En un deslumbrante despliegue de ironía, el Reino Unido ha anunciado que todos los inmigrantes ahora deben hablar inglés con un nivel B2, un nivel tan avanzado que prácticamente se requiere citar a Hamlet antes de que se les entregue su permiso de residencia.
Mientras tanto, en España, decenas de miles de expatriados británicos y de otros países del norte de Europa siguen señalando los menús, moviendo los labios como artistas de mimo y llamando ‘amigo’ a cada camarero, a pesar de vivir aquí desde hace años.
“¿Inglés fluido?” se burló un camarero en Marbella. “¡Díselo al hombre que lleva pidiendo ‘pint-o beer-o’ desde 2013!”
Las redes sociales estallaron con alegría española.
Una publicación bromeaba: “¿Entonces todos los británicos en Benidorm ahora tienen que hacer el examen de español de secundaria?” Otro sugería el castigo definitivo: “Prohibir el fish and chips a cualquiera que no pueda decir pescado.”
Lo que nos lleva perfectamente a la tragedia lingüística de Sid el pez.

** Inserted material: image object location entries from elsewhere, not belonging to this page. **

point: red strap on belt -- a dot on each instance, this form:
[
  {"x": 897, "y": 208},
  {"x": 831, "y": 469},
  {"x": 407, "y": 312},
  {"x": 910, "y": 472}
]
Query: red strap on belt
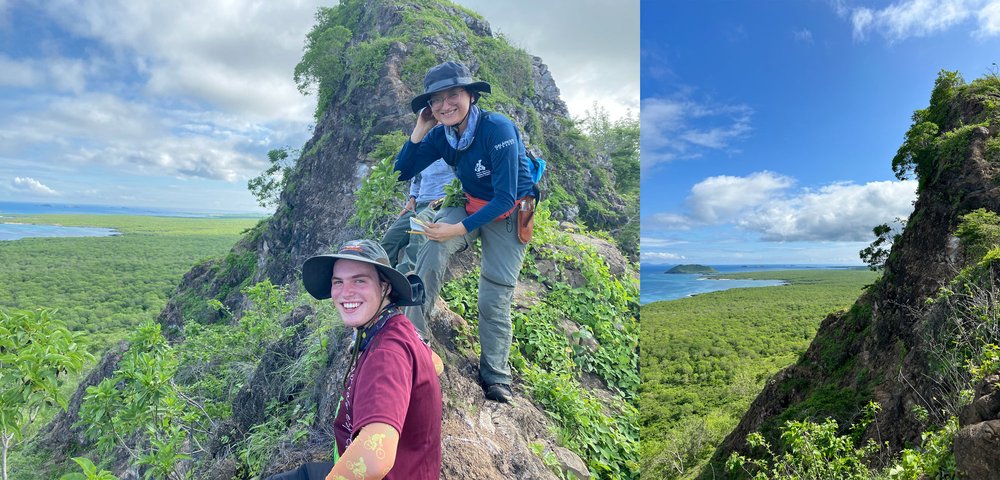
[{"x": 473, "y": 204}]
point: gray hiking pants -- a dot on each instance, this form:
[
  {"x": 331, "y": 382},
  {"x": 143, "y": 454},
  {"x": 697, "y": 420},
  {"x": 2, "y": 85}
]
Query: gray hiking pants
[
  {"x": 396, "y": 239},
  {"x": 502, "y": 256}
]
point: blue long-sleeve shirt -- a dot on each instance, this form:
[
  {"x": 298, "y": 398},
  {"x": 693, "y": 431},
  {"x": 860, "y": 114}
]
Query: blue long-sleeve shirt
[
  {"x": 429, "y": 184},
  {"x": 493, "y": 168}
]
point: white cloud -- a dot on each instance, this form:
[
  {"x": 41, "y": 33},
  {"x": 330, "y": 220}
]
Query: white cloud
[
  {"x": 722, "y": 198},
  {"x": 653, "y": 242},
  {"x": 674, "y": 128},
  {"x": 30, "y": 185},
  {"x": 919, "y": 18},
  {"x": 839, "y": 212},
  {"x": 659, "y": 257},
  {"x": 16, "y": 73},
  {"x": 667, "y": 221},
  {"x": 803, "y": 35},
  {"x": 233, "y": 55},
  {"x": 763, "y": 203}
]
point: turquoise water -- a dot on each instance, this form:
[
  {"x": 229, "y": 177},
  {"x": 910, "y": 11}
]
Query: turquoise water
[
  {"x": 655, "y": 285},
  {"x": 16, "y": 231}
]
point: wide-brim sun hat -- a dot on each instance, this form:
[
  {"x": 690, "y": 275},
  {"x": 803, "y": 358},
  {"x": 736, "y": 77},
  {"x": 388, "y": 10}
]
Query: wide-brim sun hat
[
  {"x": 317, "y": 272},
  {"x": 444, "y": 76}
]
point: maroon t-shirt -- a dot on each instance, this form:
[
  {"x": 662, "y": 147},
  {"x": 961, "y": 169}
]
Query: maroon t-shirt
[{"x": 395, "y": 383}]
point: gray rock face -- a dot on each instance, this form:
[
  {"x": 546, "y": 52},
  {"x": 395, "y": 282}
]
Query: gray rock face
[
  {"x": 977, "y": 443},
  {"x": 887, "y": 345},
  {"x": 976, "y": 448}
]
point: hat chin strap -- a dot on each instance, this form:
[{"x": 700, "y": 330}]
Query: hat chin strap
[
  {"x": 383, "y": 305},
  {"x": 465, "y": 118}
]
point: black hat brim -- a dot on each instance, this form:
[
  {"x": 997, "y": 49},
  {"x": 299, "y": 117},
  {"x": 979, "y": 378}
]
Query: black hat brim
[
  {"x": 420, "y": 101},
  {"x": 317, "y": 277}
]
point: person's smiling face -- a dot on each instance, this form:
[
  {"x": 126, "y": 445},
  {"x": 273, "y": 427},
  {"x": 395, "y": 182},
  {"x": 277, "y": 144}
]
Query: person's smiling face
[
  {"x": 357, "y": 292},
  {"x": 450, "y": 106}
]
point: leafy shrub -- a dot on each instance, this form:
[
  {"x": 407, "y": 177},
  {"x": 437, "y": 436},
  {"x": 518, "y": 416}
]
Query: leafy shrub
[
  {"x": 378, "y": 201},
  {"x": 36, "y": 354},
  {"x": 812, "y": 451},
  {"x": 978, "y": 231}
]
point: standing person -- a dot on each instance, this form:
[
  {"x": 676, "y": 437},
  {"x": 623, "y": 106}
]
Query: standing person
[
  {"x": 486, "y": 150},
  {"x": 388, "y": 422},
  {"x": 425, "y": 188}
]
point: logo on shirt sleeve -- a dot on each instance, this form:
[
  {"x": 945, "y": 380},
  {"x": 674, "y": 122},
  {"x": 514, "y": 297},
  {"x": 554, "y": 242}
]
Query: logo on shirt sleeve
[
  {"x": 503, "y": 144},
  {"x": 481, "y": 171}
]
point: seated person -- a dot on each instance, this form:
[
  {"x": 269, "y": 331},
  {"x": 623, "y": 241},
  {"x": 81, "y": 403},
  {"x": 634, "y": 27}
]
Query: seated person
[
  {"x": 388, "y": 422},
  {"x": 425, "y": 188}
]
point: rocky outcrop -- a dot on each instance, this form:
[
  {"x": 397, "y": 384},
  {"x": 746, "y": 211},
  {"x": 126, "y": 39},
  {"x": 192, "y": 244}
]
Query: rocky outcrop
[
  {"x": 977, "y": 443},
  {"x": 880, "y": 349},
  {"x": 481, "y": 439}
]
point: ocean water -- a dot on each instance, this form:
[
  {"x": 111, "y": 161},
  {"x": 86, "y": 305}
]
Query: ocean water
[
  {"x": 10, "y": 229},
  {"x": 16, "y": 231},
  {"x": 70, "y": 208},
  {"x": 655, "y": 285}
]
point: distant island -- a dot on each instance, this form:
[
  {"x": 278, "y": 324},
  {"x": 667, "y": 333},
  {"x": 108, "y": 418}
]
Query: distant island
[{"x": 692, "y": 269}]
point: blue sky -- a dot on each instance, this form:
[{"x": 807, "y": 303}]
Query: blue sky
[
  {"x": 768, "y": 127},
  {"x": 175, "y": 104}
]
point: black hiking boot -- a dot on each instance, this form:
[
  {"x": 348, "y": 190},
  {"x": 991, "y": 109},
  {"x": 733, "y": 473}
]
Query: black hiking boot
[{"x": 499, "y": 392}]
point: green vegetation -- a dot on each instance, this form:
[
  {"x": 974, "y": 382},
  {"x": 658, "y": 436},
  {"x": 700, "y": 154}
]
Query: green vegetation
[
  {"x": 267, "y": 186},
  {"x": 338, "y": 62},
  {"x": 552, "y": 361},
  {"x": 104, "y": 287},
  {"x": 815, "y": 451},
  {"x": 706, "y": 357},
  {"x": 380, "y": 198},
  {"x": 164, "y": 402},
  {"x": 961, "y": 329},
  {"x": 692, "y": 268},
  {"x": 877, "y": 252},
  {"x": 36, "y": 354},
  {"x": 938, "y": 137}
]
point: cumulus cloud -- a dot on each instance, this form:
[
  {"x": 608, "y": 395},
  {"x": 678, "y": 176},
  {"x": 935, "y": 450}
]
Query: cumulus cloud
[
  {"x": 839, "y": 212},
  {"x": 803, "y": 35},
  {"x": 16, "y": 73},
  {"x": 101, "y": 129},
  {"x": 32, "y": 186},
  {"x": 667, "y": 221},
  {"x": 766, "y": 204},
  {"x": 235, "y": 56},
  {"x": 674, "y": 128},
  {"x": 659, "y": 257},
  {"x": 722, "y": 198},
  {"x": 918, "y": 18}
]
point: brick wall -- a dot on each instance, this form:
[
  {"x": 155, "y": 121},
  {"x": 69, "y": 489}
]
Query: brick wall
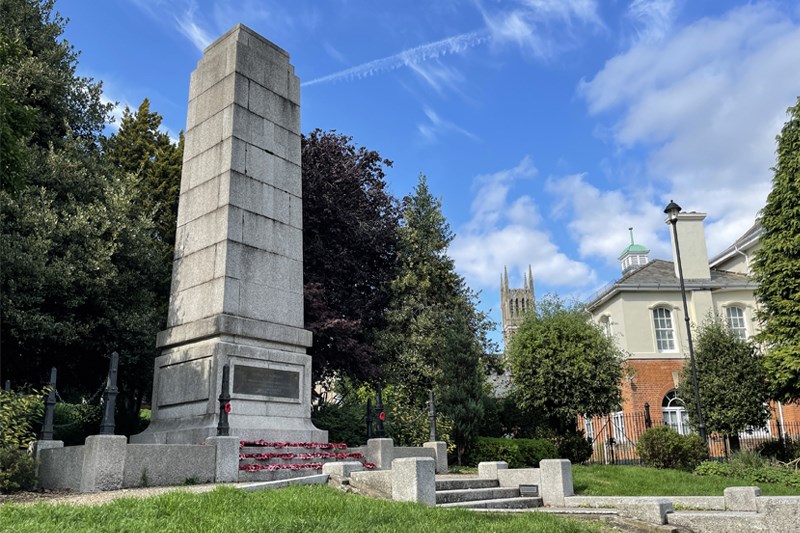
[{"x": 651, "y": 379}]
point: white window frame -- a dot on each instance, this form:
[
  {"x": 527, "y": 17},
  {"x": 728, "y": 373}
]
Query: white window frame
[
  {"x": 659, "y": 325},
  {"x": 588, "y": 428},
  {"x": 618, "y": 427},
  {"x": 740, "y": 327},
  {"x": 674, "y": 413},
  {"x": 605, "y": 325}
]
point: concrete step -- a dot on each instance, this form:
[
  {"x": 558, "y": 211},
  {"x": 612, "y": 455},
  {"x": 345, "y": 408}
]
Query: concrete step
[
  {"x": 466, "y": 495},
  {"x": 718, "y": 521},
  {"x": 501, "y": 503},
  {"x": 279, "y": 460},
  {"x": 275, "y": 475},
  {"x": 289, "y": 449},
  {"x": 466, "y": 483},
  {"x": 316, "y": 479}
]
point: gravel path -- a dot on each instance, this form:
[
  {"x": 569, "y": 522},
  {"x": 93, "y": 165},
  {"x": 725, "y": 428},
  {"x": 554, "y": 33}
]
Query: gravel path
[{"x": 96, "y": 498}]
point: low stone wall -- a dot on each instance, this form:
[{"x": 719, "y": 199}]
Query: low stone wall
[
  {"x": 107, "y": 462},
  {"x": 382, "y": 452},
  {"x": 60, "y": 468},
  {"x": 401, "y": 452},
  {"x": 739, "y": 510},
  {"x": 168, "y": 464}
]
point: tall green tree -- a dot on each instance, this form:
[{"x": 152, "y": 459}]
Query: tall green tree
[
  {"x": 79, "y": 252},
  {"x": 731, "y": 380},
  {"x": 42, "y": 100},
  {"x": 140, "y": 148},
  {"x": 435, "y": 337},
  {"x": 777, "y": 266},
  {"x": 350, "y": 225},
  {"x": 150, "y": 163},
  {"x": 563, "y": 366}
]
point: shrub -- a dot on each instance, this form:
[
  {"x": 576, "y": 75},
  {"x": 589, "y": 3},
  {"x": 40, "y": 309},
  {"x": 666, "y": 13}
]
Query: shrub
[
  {"x": 750, "y": 474},
  {"x": 663, "y": 447},
  {"x": 573, "y": 446},
  {"x": 73, "y": 422},
  {"x": 784, "y": 450},
  {"x": 17, "y": 470},
  {"x": 518, "y": 453},
  {"x": 20, "y": 413}
]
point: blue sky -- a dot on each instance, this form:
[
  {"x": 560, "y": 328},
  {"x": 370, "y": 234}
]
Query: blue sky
[{"x": 547, "y": 127}]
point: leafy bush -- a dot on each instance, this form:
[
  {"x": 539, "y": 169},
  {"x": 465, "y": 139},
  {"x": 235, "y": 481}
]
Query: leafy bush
[
  {"x": 73, "y": 422},
  {"x": 751, "y": 474},
  {"x": 17, "y": 470},
  {"x": 781, "y": 449},
  {"x": 518, "y": 453},
  {"x": 20, "y": 414},
  {"x": 573, "y": 446},
  {"x": 663, "y": 447}
]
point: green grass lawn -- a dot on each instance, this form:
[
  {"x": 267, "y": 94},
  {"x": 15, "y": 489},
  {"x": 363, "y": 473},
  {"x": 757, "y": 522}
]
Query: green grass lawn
[
  {"x": 612, "y": 480},
  {"x": 294, "y": 509}
]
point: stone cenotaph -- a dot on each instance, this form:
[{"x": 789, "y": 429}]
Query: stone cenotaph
[{"x": 237, "y": 280}]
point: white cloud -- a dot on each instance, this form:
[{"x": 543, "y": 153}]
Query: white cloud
[
  {"x": 704, "y": 106},
  {"x": 189, "y": 28},
  {"x": 437, "y": 126},
  {"x": 504, "y": 232},
  {"x": 652, "y": 19},
  {"x": 531, "y": 24},
  {"x": 599, "y": 220}
]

En inglés, fish es fish. Vivo, muerto, rebozado, a la parrilla. Nada y se fríe bajo el mismo nombre. Pero en español, hay ‘pez’ (el tipo que nada) y ‘pescado’ (el tipo de cena empapado en vinagre). Si se mueve, es un pez. Si le echas sal, es un pescado. ¿Simple? No para Karen.
Ah, Karen. Ha vivido en Andalucía durante 25 años y sigue saludando a los vecinos con la destreza lingüística de alguien gritando en Google Translate.
Cuando una amable mujer local llamó a su puerta con un pastel casero, decorado con ‘Bienvenidos a España’, Karen estaba educadamente desconcertada.
La mujer seguía diciendo: “Yo, Milagros. ¡Milagros, yo!” Karen sonreía y asentía, luego le dijo a una amiga: “Muy amable de su parte, pero no sé quién es este ‘Jo’.”
Esto, amigos, es lo que sucede cuando estudiamos un sistema de lenguaje que nos enseña a conjugar ‘avoir’ a los 13, y luego olvida mencionar que personas reales podrían hablar algún día.
Si es necesario, echen la culpa al sistema educativo. Pero tal vez sea más profundo, una ‘resaca’ imperial (que es resaca, no un plato de tapas).
Los británicos en el extranjero a menudo operan bajo la noble suposición de que si simplemente gritan en inglés lo suficientemente despacio y alto, la gente los entenderá.
Da un paseo por cualquier pueblo español de mercado, y lo escucharás en acción: un cajero desconcertado preguntó: “¿TIENES… LECHE?”, como si solo el volumen pudiera superar siglos de diferencia lingüística y cultural.
Un ejemplo: en España, si tu cuenta en el bar es de 19 euros y dices ‘bote’ mientras entregas 20, el lugar estallará en sonrisas y campanadas.
En Gran Bretaña, esa misma campana es un tañido pasivo-agresivo que te dice que termines tu pinta y te vayas.
¿Matices culturales? ¿Sensibilidad lingüística? No nos adelantemos: todavía hay comunidades enteras de expatriados en España que piensan que ‘gracias’ se pronuncia ‘grassy-arse’.
Y sin embargo, mientras el Reino Unido endurece sus reglas y exige un inglés casi poético a cada nuevo llegado, hay jubilados en Alicante que creen que ‘hola’ es algo que se dice al contestar el teléfono.
Y sin embargo, mientras el Reino Unido endurece sus reglas y exige un inglés casi poético a cada nuevo llegado, hay jubilados en Alicante que creen que ‘hola’ es algo que se dice al contestar el teléfono.
A pesar de todo, las dobles normas rara vez son notadas por aquellos que disfrutan de cenas asadas a 30 grados de calor, rodeados de antenas parabólicas que emiten Coronation Street. Después de todo, están ‘viviendo el sueño’, simplemente no el local.
Así que mientras el Reino Unido se prepara para exigir un inglés de nivel B2 a los recién llegados, los españoles se ríen en sus jarras de cerveza de la ironía.
Y en algún lugar de Benidorm, un bar británico ya está preparando su menú de verano… en Comic Sans. En inglés. Naturalmente.
¡Viva la diferencia! ¿O deberíamos decir, ¡larga vida a la… diferencia-o?